If Boko earns an entry level contract and makes the roster for the Crunch, he is liable to become one of the most popular players in Syracuse in the last few years. His skating has greatly improved since being an overage sixth-round pick by the Lightning. He’s a fighter, a hitter, and has some muscle on his bones.

He’s gotten into some trouble with bad hits, though, and has been suspended multiple times. He’s picked up his offense this season with 32 goals and 44 points in 51 games. However, that is something that should be expected of a 20-year-old playing in the QMJHL. In the AHL, he will not be a scorer. He’ll be a big body that will fight and entertain the crowd. If he makes the roster.
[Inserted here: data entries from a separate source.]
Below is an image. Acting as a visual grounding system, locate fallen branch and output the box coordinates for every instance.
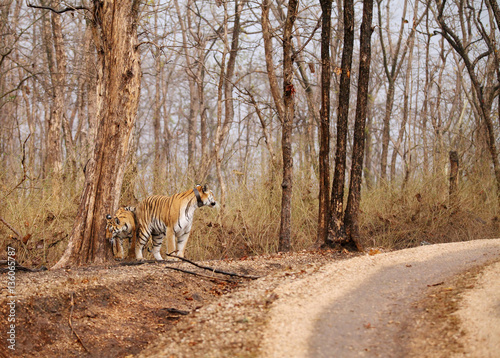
[165,266,233,282]
[68,292,92,355]
[166,254,260,280]
[0,260,47,273]
[116,254,260,280]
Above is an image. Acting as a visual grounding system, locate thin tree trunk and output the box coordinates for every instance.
[344,0,373,251]
[54,0,141,268]
[278,0,299,251]
[449,150,459,208]
[43,1,66,187]
[317,0,332,244]
[261,0,285,123]
[326,0,354,245]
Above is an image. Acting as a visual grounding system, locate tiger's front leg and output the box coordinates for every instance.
[167,228,177,255]
[177,232,189,257]
[153,233,165,261]
[135,230,151,261]
[115,238,125,260]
[Update:] Oops. I left one player out when putting the list together. So here he is!

G Connor Ingram

The last player of the 2017-18 rookie class could be 2016 draft pick Connor Ingram. Ingram was drafted as a 19 year old goalie after being passed over in his initial draft season of 2015. Ingram plays with the Kamloops Blazers of the WHL. He has improved his play and his stats year over year and earned a spot with Team Canada for the WJC this year. While he had up and down play in the tournament, he’s still a good goaltending prospect.
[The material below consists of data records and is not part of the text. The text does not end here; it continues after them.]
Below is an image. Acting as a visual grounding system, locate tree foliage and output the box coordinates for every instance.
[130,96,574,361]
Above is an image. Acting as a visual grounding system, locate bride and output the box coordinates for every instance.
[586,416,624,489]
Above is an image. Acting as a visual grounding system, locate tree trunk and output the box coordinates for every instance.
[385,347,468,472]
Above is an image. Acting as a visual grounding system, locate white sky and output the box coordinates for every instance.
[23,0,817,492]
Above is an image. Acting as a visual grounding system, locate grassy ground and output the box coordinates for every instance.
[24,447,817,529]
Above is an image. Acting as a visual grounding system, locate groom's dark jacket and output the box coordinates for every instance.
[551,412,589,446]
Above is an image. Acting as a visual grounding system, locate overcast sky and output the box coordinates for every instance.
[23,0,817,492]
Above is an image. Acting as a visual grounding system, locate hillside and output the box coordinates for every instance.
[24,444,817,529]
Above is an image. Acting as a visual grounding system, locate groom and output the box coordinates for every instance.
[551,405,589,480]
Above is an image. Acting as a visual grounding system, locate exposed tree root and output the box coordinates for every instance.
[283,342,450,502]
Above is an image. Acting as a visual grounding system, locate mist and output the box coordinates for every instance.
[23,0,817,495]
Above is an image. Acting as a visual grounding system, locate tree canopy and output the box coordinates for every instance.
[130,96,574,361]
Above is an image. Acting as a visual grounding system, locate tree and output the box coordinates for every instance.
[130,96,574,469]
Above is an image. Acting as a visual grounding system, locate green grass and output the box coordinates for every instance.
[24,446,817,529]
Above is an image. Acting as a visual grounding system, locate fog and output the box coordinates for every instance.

As an older prospect, Ingram only needed to play in the WHL one more year before he could move on to the professional minor leagues. He has yet to sign an entry level contract with the Lightning, but I would expect it to come soon with how well he has played.

Ingram isn’t likely to become an NHL starter, but he has back-up potential. At a minimum, he can be the fourth or fifth goaltender in the organization for the next couple years. His spot next season of either being the Crunch’s back-up or Kalamazoo’s starter will be dependent on what the Lightning do up top. There will be a clear need for a back-up to Andrei Vasilevskiy.

That back-up could be Kristers Gudlevskis or it could be someone not currently in the organization. If it’s not Gudlevskis, it’s also possible that Gudlevskis does not come back to the organization next season as he’ll have options available to him in Europe and possibly Russia. Most likely though, Ingram will serve as the Crunch’s #2 goaltender next season.